WALMART:
Wal-Mart was founded by Sam Walton in Rogers, Arkansas, in 1962 and focused its early growth in rural areas, thereby avoiding direct competition with retailing giants such as Sears and Kmart. As it grew, the company developed new retail formats, including Sam’s Club discount warehouses (1983) and Wal-Mart Supercenters (1988). Within a decade of opening the combination grocery and merchandise Supercenters, Wal-Mart had become one of the largest grocers in the United States. An emphasis on customer attention (e.g., direct mail advertising), cost controls (e.g., low-cost imports), and efficiencies in its distribution networks (e.g., regional warehousing) helped Wal-Mart become the largest retailer in the United States in 1990.
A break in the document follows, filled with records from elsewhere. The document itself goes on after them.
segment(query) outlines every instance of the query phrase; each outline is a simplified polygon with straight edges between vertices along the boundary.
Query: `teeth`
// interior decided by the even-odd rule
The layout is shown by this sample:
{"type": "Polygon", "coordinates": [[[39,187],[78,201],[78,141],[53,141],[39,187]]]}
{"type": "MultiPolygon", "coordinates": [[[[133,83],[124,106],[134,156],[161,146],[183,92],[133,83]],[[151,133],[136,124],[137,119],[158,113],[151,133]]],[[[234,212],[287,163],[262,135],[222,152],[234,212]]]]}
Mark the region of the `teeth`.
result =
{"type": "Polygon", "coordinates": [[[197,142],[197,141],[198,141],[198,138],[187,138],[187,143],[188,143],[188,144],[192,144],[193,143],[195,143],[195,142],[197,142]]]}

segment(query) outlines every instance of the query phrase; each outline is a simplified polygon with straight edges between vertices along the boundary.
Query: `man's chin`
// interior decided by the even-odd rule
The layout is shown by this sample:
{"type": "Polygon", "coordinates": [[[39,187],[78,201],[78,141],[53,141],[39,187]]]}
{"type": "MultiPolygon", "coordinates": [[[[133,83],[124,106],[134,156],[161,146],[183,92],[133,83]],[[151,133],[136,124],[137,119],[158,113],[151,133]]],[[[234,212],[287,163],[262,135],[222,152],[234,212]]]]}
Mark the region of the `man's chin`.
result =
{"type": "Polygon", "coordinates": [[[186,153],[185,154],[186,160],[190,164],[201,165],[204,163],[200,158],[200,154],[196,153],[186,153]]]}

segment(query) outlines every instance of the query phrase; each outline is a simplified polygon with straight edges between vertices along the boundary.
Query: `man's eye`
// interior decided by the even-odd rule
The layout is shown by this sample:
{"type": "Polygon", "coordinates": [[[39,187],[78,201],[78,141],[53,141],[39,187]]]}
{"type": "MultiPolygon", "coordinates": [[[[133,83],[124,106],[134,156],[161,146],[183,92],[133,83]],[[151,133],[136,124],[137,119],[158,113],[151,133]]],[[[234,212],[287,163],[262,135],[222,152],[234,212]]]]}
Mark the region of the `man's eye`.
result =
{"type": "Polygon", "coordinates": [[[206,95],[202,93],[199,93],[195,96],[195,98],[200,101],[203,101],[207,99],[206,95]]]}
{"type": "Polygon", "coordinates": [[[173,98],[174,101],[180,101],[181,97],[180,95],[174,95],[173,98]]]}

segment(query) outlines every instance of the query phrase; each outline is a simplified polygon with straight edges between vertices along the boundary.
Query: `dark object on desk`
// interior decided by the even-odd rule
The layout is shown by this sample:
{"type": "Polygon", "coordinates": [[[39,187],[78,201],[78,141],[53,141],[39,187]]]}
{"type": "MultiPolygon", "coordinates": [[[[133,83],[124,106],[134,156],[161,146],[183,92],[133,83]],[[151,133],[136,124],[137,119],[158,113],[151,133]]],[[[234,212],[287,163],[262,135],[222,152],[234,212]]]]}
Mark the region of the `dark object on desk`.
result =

It moved into international markets one year later with the opening of a store in Mexico, and growth continued, either through new stores or the acquisition of established retailers, in countries such as Canada, China, Germany, and the United Kingdom. The company experienced a decline in sales immediately following Walton’s death in 1992 but rebounded with the introduction of the company’s house brand Great Value in 1993. In the years after Walton’s death, the company was less fiscally frugal, quickly accumulating corporate debt in order to finance such new strategies as a group of additional Wal-Mart Supercenters. The financial risk paid off: by 1995 Wal-Mart’s sales had doubled, by 1999 the company had become the world’s largest private employer, and by 2001 its total sales surpassed those of Exxon Mobil, ranking Wal-Mart as the largest corporation in the world.
Wal-Mart remained a global leader in the ensuing years, and in the 2010s it began to acquire numerous e-commerce businesses, including Jet.com (2016) and Moosejaw (2017). In 2018 the company changed its name to Walmart.
Its extreme growth did not occur without controversy. Walmart has been criticized for contributing to urban sprawl by forcing out of business local merchandisers, many of whom were unable to compete with the company’s economy of scale. Walmart has also been criticized for perpetuating low wages; its workers make significantly less than the average retail worker, in large part because of the company’s anti-union stance. Its merchandising practices are nonetheless emulated by other retailers.